Predicting Student Academic Performance from Demographic and Behavioural Data

Author

Shrijaa Venkatasubramanian Subashini, Rahiq Raees, Christine Chow & Jiro Amato

Published

December 4, 2025

Summary

We built a linear regression model utilizing Ridge Regression to predict a student’s final grade (G3) in a Portuguese language course using demographic data, behavioural insights, and previous assessment scores. Our final model achieved strong performance on unseen test data, with an R² score of 0.857 and a Mean Absolute Error (MAE) of 0.776. On average, model predictions deviated from actual grades by less than one grade point on the 0-20 scale, indicating a high level of accuracy. Although the model demonstrated reliability in predicting grades within the passing range (scores exceeding 10), residual analysis revealed reduced precision for students with lower scores or those receiving a zero, frequently overestimating their performance. Given this limitation concerning failing students, we conclude that this model showcases adequate performance to serve as a decision-support tool for educators to project final grades midway through the term.

Introduction

Student academic success is influenced by a complex combination of personal, social, and educational factors. Understanding the determinants of performance and being able to reliably predict student outcomes has important implications for supporting learning, designing interventions, and improving educational strategies (Ma et al. 2000; Pritchard and Wilson 2003). Despite decades of pedagogical research, identifying at-risk students early remains challenging because performance is shaped by many interacting variables such as family background, study habits, school engagement, and socio-economic conditions.

Here we ask whether a machine learning algorithm can predict a student’s final grade based on their demographic attributes, family characteristics, school-related behaviours, and past academic performance. Answering this question is valuable because traditional methods of assessing student progress often rely on subjective teacher evaluations or mid-course assessments, which may miss early warning signs or overlook external factors influencing learning (Johora et al. 2025).
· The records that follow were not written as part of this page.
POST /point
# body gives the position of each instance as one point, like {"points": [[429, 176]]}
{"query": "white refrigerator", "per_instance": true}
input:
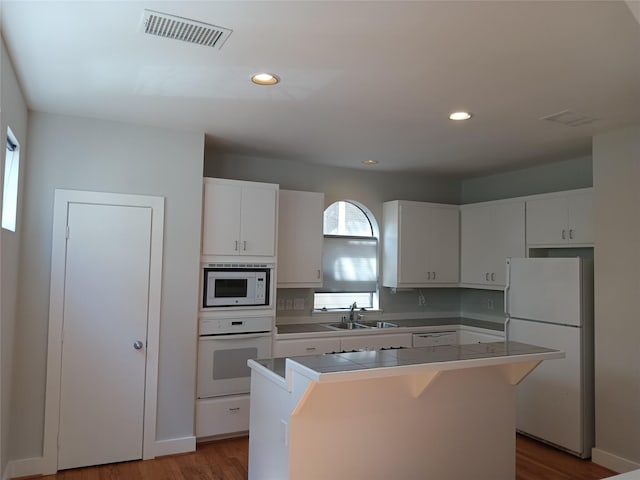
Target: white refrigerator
{"points": [[549, 302]]}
If a machine learning model can accurately and consistently predict final grades, this could help educators identify students in need of additional support earlier, design more targeted interventions, and ultimately contribute to improved educational outcomes.

Methods

Data

The data set used in this project is the Student Performance dataset created by Paulo Cortez from the University of Minho, Portugal (Cortez and Silva 2008). It was sourced from the UCI Machine Learning Repository (Cortez 2008) and can be found here. The dataset contains information on 649 students from two Portuguese secondary schools, with data collected through school reports and questionnaires. Each row represents a student with 32 features including demographic information (age, sex, family size), educational background (parental education, past failures, study time), social factors (going out, romantic relationships, alcohol consumption), and school-related features (absences, extra support, desire for higher education). The dataset also includes grades from the first period (G1), second period (G2), and final grade (G3), with G3 serving as the target variable for prediction.

Analysis

A linear regression model with Ridge regularization was used to predict the final grade (G3). All available features from the dataset were utilized, including student demographics, family background, and prior assessment scores (G1 and G2). Data was split with 70% into the training set and 30% into the test set. The hyperparameter alpha was tuned using 10-fold cross-validation with Randomized Search, selecting Mean Absolute Error (MAE) as the evaluation metric to prioritize interpretability and robustness against outliers. Preprocessing involved standardizing numeric features—applying Robust Scaler specifically to skewed distributions like absences—and transforming categorical variables via One-Hot Encoding. The Python programming language (Van Rossum and Drake 2009) and the following Python packages were used to perform the analysis: Pandas (McKinney 2010), NumPy (Harris et al. 2020), Altair (VanderPlas 2018), and scikit-learn (Pedregosa et al. 2011). The code used to perform the analysis and create this report can be found here: https://github.com/jiroamato/student_grade_predictor.

Results & Discussion

To understand the predictive power of our features, we examined correlations between all predictors and the target variable (Figure 1). Prior assessment grades (G1 and G2) showed the strongest correlation with final grades, which aligns with educational research suggesting past performance is the most reliable predictor of future outcomes. Other notable correlations included past failures (failures), study time (studytime) and parental education levels (Fedu and Medu), though these correlations were considerably smaller.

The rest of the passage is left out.